Hillary Brookes, the team's manager, said: "We're excited that we've been able to create a cross-partnership team which will be working closely with a range of agencies from across Dundee to prevent problems from escalating and stopping the need for greater intervention which can only be a positive thing for the children and families we'll be working with."
Ken Dunbar, chief executive of Aberlour, said DEIT would bring together a wide range of skill and experience, which would hopefully influence other child services.
He said: "Commissioners are increasingly looking for service providers to work in a more joined-up manner and this unique arrangement in Dundee provides a template for new ways of working throughout Scotland, ensuring better co-ordination, an opportunity to build on our individual strengths and delivering greater efficiencies through shared costs."
Carol Iddon, director of children's services at Action for Children, said the scheme should allow professionals to get in contact with families sooner.
She said: "We know that early intervention can prevent issues becoming deeply entrenched within families, having long-term effects not only on them but on communities.
"By working with partner organisations as one dedicated team we can offer a full complement of tailored, specialist support; giving vulnerable families the tools they need to transform their lives and fulfil their potential."
Barnardo's Scotland said they were pleased to be taking a part in the new initiative.

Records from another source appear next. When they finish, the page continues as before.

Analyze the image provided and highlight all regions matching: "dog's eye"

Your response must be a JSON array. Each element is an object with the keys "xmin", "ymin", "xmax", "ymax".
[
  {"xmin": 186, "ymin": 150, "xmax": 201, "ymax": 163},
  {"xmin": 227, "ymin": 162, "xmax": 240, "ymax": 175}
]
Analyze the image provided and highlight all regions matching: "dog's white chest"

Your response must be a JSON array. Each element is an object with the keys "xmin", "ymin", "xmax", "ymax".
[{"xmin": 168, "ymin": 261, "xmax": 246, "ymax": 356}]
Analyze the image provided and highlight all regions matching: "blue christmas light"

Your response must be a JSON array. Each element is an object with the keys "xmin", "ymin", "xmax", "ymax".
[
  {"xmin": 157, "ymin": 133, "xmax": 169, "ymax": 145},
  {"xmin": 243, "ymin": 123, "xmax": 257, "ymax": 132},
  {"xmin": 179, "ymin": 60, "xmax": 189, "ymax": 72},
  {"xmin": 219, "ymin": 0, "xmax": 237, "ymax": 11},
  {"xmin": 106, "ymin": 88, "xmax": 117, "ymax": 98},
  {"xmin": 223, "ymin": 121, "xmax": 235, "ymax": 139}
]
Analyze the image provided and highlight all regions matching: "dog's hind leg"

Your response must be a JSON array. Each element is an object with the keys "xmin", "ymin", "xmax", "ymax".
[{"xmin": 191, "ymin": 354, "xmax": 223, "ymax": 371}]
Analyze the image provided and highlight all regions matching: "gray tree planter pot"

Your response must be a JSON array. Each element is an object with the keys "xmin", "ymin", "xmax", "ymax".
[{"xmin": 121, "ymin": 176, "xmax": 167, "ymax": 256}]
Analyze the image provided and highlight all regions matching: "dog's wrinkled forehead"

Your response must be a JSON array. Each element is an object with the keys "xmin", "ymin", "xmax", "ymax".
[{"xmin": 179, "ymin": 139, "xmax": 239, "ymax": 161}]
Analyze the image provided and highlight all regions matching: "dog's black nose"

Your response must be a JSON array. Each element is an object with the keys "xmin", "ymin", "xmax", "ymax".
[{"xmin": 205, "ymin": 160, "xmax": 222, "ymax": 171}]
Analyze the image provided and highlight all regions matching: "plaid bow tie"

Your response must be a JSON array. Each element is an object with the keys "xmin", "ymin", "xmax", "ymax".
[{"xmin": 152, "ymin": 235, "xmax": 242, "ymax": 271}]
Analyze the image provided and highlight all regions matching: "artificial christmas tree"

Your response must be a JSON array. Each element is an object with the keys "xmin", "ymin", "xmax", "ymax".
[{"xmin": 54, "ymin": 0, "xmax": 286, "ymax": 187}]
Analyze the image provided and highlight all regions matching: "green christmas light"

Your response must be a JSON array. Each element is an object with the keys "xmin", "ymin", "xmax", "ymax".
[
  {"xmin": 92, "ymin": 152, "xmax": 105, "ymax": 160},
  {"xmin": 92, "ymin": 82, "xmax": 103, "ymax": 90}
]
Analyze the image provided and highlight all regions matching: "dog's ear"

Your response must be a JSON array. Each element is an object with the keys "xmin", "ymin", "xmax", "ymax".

Their director, Martion Crewe, said: "Working closely with partner organisations is essential if we are to be able to make a difference to the lives of the people who need our help the most."
Anne Houston, chief executive of Children 1st, described the project as innovative.
She added: "With the different strengths that each partner brings and by working with families at an early stage, we will provide vulnerable children and families in Dundee with the vital opportunities, skills and support they need to positively deal with the challenges that life brings."